Archivematica 1.10.2 is a legacy release, and these documents are no longer being maintained.

Clean up names

The clean up names microservice runs twice during processing - once on the Transfer tab and once on the Ingest tab. The purpose of this microservice is to ensure that Archivematica’s tools and processes do not fail because of characters that appear in file or directory names.

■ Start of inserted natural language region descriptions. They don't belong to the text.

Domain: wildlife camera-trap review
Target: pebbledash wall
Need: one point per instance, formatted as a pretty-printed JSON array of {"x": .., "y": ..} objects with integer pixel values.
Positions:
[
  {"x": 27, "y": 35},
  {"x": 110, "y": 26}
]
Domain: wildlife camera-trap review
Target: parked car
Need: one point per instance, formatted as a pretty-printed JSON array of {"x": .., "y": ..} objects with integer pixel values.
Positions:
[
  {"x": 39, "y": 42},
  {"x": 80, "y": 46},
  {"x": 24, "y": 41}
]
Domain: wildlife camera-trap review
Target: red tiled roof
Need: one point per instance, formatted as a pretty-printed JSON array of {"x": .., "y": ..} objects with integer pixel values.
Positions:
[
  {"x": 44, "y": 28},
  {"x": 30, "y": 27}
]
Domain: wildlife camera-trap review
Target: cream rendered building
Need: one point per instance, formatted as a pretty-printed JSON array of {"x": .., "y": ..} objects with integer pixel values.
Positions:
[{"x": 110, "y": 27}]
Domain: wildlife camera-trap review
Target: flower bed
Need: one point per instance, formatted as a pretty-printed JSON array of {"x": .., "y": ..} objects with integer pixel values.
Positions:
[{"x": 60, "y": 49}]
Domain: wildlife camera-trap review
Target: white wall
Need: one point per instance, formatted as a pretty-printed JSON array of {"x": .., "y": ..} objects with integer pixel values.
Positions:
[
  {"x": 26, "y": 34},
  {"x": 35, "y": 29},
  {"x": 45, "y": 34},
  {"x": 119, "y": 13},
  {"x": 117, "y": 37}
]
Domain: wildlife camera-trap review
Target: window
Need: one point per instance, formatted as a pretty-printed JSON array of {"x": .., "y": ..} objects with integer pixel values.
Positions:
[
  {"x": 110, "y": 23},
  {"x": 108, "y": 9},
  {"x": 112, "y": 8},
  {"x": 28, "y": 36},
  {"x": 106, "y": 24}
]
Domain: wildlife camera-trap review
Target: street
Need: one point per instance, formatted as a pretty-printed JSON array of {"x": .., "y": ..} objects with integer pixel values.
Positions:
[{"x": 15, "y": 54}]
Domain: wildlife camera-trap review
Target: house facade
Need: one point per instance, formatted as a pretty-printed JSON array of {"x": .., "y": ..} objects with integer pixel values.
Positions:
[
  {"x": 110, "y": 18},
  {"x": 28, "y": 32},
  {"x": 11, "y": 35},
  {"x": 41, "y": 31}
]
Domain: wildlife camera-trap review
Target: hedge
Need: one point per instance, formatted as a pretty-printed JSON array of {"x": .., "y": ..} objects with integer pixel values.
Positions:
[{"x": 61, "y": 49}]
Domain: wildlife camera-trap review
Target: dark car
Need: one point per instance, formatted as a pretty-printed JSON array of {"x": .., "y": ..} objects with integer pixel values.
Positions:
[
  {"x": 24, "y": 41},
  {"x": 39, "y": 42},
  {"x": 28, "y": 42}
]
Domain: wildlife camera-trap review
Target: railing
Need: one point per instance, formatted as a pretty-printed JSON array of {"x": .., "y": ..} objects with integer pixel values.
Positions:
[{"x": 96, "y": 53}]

Archivematica groups a wide variety of tools, such as :ref:` preservation planning tools <preservation-planning-tools>`, together to create preservation workflows. Some of the tools that Archivematica uses have a narrowly-defined scope in terms of what the tool considers to be a valid character for a file or directory name. Encountering a character that the tool considers to be invalid can cause the tool to fail, which can halt processing and interfere with normal operation of Archivematica.

To prevent these kinds of failures from happening, Archivematica implements a script that changes file and directory names to conform to the requirements of more restrictive tools. Valid characters are defined as the following:

-_.()abcdefghijklmnopqrstuvwxyzABCDEFGHIJKLMNOPQRSTUVWXYZ0123456789

The script tries to replace any character that is not included in the above list with its nearest equivalent - for example, the character Č is replaced by C. Where the script cannot find a close equivalent, the character is replaced by an underscore. The change is documented in the METS file.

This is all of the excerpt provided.